La lotta per salvare il pianeta
DAL CORRISPONDENTE DI SVEGLIATEVI! IN SPAGNA
YURY, che vive nella città russa di Karabaš, ha due bambini, e tutt’e due sono malati. Yury è preoccupato ma non sorpreso. “Qui non ci sono bambini sani”, spiega. Gli abitanti di Karabaš vengono avvelenati. Ogni anno una fabbrica locale emette nell’aria circa 150.000 tonnellate di agenti inquinanti, quasi nove tonnellate per ogni uomo, donna e bambino che abita nella città. A Nikel e a Mončegorsk, nella penisola di Kola, a nord del Circolo Polare Artico, “due fonderie di nichel tra le più grandi e più antiquate del mondo . . . emettono ogni anno nell’aria più metalli pesanti e biossido di zolfo di qualsiasi altra fabbrica del genere in Russia”. — The New York Times.
A Città di Messico l’aria non è più salubre. Da un sondaggio condotto dalla dott. Margarita Castillejos è risultato che anche in una zona ricca della città i bambini stavano male 4 giorni su 5. “Per loro stare male è diventata la norma”, ha detto la Castillejos. Una delle cause principali, secondo lei, è l’onnipresente smog prodotto dalle migliaia di vetture che intasano le strade della città. I livelli di ozono sono quattro volte superiori alla soglia massima fissata dall’Organizzazione Mondiale della Sanità.

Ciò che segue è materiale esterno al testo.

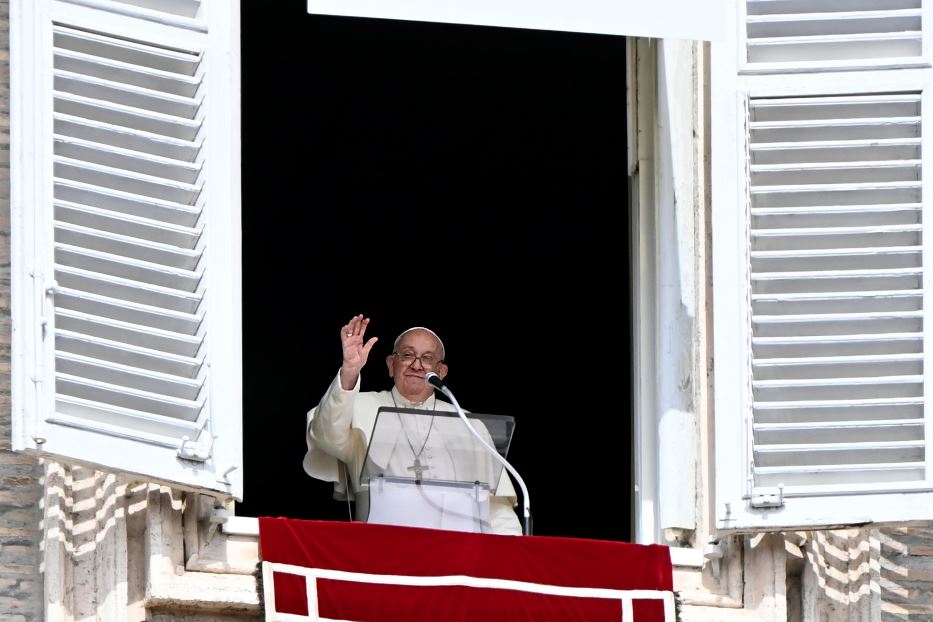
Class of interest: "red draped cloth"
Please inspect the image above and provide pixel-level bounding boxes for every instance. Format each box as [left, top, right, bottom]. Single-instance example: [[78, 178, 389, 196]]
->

In Australia il pericolo è invisibile, ma altrettanto letale. Ora i bambini devono mettersi il berretto quando vanno a giocare nel cortile della scuola. A causa del drastico assottigliamento dello scudo protettivo di ozono nell’emisfero australe gli australiani cominciano a considerare il sole un nemico anziché un amico. Hanno già visto triplicare il numero dei tumori della pelle.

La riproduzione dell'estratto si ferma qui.